Se for a Londres e visitar os Jardins Botânicos de Kew, não vai querer perder a sensação de sentir o cheiro “bastante agradável” (só que não) de uma planta residente, que floresceu no início deste mês.
Amorphophallus titanum ou, também, conhecida como “flor cadáver“, é uma planta que floresce normalmente apenas uma vez por década, depois de passar anos a armazenar energia numa base subterrânea do caule, chamada cormo, para alimentar a ereção da sua enorme inflorescência.
Segundo o Science Alert, com três metros de altura, trata-se da maior flor não ramificada do mundo e vale a pena suster a respiração perante este crescimento espetacular.
O cheiro desta planta é de revirar o estômago e faz lembrar carne a apodrecer — daí que lhe tenha sido dada a alcunha de “flor cadáver”.

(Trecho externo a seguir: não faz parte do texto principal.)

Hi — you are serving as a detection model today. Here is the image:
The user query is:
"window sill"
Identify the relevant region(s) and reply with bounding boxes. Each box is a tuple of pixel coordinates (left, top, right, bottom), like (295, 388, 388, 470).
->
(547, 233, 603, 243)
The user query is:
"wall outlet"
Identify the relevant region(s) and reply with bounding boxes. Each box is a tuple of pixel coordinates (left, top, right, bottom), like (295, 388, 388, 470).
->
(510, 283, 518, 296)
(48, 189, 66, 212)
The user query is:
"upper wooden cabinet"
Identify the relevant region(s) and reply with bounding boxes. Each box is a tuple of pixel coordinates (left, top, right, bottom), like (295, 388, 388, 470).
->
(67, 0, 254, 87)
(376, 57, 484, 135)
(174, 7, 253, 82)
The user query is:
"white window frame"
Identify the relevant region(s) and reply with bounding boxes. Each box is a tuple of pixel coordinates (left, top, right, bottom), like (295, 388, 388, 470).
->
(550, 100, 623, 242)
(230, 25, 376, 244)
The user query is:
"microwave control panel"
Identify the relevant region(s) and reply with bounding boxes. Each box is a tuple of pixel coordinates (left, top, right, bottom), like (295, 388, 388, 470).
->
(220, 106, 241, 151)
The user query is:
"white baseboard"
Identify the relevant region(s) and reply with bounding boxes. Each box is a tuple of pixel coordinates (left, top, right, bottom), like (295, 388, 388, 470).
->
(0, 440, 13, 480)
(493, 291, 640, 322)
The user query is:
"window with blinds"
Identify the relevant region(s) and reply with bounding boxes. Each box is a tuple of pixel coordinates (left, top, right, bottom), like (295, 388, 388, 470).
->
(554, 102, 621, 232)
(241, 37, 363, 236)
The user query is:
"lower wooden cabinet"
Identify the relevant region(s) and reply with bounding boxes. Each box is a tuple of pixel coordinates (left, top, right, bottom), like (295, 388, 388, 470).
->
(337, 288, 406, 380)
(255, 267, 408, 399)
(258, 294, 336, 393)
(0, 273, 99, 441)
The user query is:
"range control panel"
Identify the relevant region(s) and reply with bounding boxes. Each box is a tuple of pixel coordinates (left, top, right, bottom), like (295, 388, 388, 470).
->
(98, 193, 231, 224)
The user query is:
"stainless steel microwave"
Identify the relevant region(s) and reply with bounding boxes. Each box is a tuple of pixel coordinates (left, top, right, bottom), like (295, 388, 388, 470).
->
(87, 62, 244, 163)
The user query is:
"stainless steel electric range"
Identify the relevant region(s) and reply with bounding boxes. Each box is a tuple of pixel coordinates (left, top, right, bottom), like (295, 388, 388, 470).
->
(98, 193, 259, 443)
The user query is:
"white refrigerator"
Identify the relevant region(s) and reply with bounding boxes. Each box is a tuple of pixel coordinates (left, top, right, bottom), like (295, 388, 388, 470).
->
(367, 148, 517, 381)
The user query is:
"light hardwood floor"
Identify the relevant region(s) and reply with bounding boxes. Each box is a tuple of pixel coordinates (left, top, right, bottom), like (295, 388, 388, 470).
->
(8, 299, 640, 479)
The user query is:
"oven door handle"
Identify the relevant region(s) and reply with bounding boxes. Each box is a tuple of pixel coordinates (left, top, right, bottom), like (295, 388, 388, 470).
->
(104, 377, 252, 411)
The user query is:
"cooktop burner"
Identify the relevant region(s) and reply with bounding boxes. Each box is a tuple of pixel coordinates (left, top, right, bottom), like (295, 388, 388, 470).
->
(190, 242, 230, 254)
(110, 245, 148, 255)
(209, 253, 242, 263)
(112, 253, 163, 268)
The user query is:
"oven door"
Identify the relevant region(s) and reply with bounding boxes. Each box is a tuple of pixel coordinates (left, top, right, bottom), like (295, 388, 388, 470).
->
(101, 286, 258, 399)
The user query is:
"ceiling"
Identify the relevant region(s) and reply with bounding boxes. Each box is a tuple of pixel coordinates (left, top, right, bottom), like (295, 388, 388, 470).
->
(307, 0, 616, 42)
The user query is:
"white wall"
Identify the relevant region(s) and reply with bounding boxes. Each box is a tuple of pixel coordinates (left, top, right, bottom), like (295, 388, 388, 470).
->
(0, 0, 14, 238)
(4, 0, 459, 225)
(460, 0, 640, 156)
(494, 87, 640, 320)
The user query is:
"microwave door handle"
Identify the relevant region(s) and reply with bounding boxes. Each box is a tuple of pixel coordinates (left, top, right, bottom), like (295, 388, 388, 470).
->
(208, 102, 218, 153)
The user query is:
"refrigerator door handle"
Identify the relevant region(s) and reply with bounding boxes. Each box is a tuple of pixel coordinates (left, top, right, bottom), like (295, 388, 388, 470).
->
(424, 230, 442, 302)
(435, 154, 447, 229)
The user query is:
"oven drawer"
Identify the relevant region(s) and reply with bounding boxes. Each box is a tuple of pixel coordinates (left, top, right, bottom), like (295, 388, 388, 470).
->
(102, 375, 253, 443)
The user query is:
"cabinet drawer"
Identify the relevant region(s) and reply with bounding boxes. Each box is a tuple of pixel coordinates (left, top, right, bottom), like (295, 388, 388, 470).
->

Esta planta irradia calor e odor como um difusor de óleo, de modo a atrair polinizadores carnívoros, como moscas e escaravelhos, a quase 1 km de distância. (Embora, neste caso, a flor de Kew seja polinizada por botânicos especialistas).
Quem visita descreve o cheiro como “mínimo” — o que parece mais comum do que seria de esperar, dada a reputação da planta.
Com uma duração média de 24 a 48 horas, a primeira flor já murchou, mas a segunda planta está a preparar-se para florescer, previsivelmente esta semana. (Se vai a Londres, pode não querer perder a oportunidade…).
A “flor-cadáver” é um ícone nos Jardins Botânicos de Kew, mas esta gigante tropical é mantida num estufa, de modo a imitar as condições tropicais da sua terra de origem — Sumatra, uma ilha equatorial da Indonésia.
A obsessão pela “flor cadáver” começou no final do século XIX, quando muitas plantas foram descobertas e recolhidas para cultivo em todo o mundo — resultado da colonização ocidental.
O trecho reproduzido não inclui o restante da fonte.